As it turns out, one of the happier features of law school and, now, law firm life is the dependable occurrence of free lunches at least once a week–whether for a talk, or a deposition, or just inexplicably placed in a breakroom and abandoned for three hours (that’s okay, I’ll still eat it). As someone who will happily consume anything that’s offered to me for free, I am a big fan of this, and I have hardly met a catered work lunch that I did not like. (Which is a good thing, since I’ve been seeing a little bit more of work lately than I have for awhile!) That said, it makes for an extra delightful surprise when, in the vast landscape of half-sandwich platters, there manages to appear something new that I like so much that, free of the confines of fluorescent lights and conference rooms, I’d still happily search out on my own dime.
This couscous, sunny yellow and fragrant, popped up in a spread a few weeks ago from the always-tasty Mendocino Farms, and it was the kind of colorful medley of flavors and textures that had me instantly ferreting out a way to make it again at home. There’s nutty savoriness and crunch from roasted cauliflower, it’s subtly sweet from roasted carrots and brown sugar, earthy from curry spices and creamy from a touch of mayonnaise (vegan, in Mendo’s version). And since I always find regular couscous to be a little anemic, too tiny to have substance, I especially love the chewy, substantial bounce of larger pearl couscous, clustered together like confetti and a satisfying backdrop to the crunchy roasted vegetables. To top it all off, I couldn’t resist adding a handful of tiny currants (inspired by this related cauliflower-based–and work-food-based–gem) for a pop of extra sweetness, and replacing a bit of the mayo with yogurt for a fresh tang. Sweet, savory, smoky, crunchy, and just a little bit spicy, I think this grown-up version of a pasta salad would be at home at any picnic this summer.
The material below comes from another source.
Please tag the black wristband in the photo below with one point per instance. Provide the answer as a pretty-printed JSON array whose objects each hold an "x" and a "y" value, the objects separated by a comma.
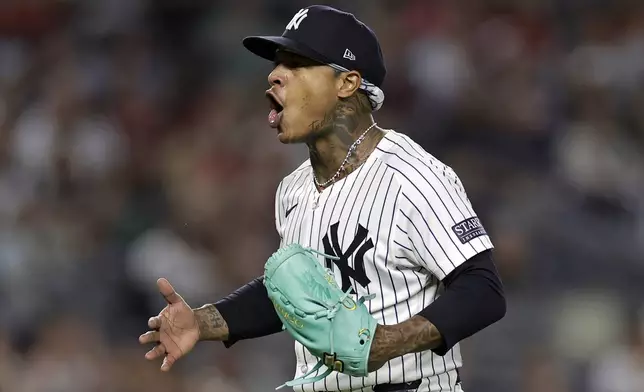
[{"x": 249, "y": 313}]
Speaking of picnics and summer, this one has crept up on me before I knew it, but I hope you’re all having wonderful, sunny, relaxed ones!Print
curried couscous with roasted cauliflower
Inspired by Mendocino Farms.
- 8 ounces pearl couscous, barley, or fregola
- 3 to 4 cups cauliflower florets (about 1 small head cauliflower)
- 1 tablespoon curry powder
- 1 tablespoon turmeric
- 1 tablespoon ground cumin
- 1 tablespoon ground coriander
- 1 1/2 teaspoons salt, or more to taste
- 1 teaspoon cayenne pepper, or more to taste
- ¼ cup light brown sugar, divided
- 3 tablespoons oil, divided
- 1 cup finely diced carrot (about 1 to 2 carrots)
- ⅓ cup mayonnaise
- ⅓ cup Greek yogurt
- ½ cup chopped cilantro
- ¼ cup currants, or more to taste
- 1–2 tablespoons lime juice
- Cook the couscous according to the package directions. Rinse in cold water, drain well, and set aside. Preheat the oven to 450 degrees.
- In a small bowl, mix together the curry powder, turmeric, cumin, coriander, salt, cayenne, and 2 tablespoons brown sugar. In a separate large bowl, toss the cauliflower with about ¾ of the spices and 2 tablespoons oil, or as much as needed to coat. Spread out on a foil-lined rimmed baking sheet and roast in the oven until cauliflower is browned around the edges but still crunchy, about 10 minutes. Remove and set aside to let cool.
- In the same large bowl, toss the carrots with the remaining ¼ of the spice mixture and 1 tablespoon oil. On the same rimmed baking sheet, roast the carrots until fragrant but still crunchy, about 5 minutes. Set aside and let cool.
- Return the couscous, cauliflower, and carrots to the same large bowl as before. Fold in the mayonnaise, Greek yogurt, cilantro, currants, and lime juice. Taste, and adjust with more spices, and the remaining brown sugar, if desired. Refrigerate, covered, until ready to serve.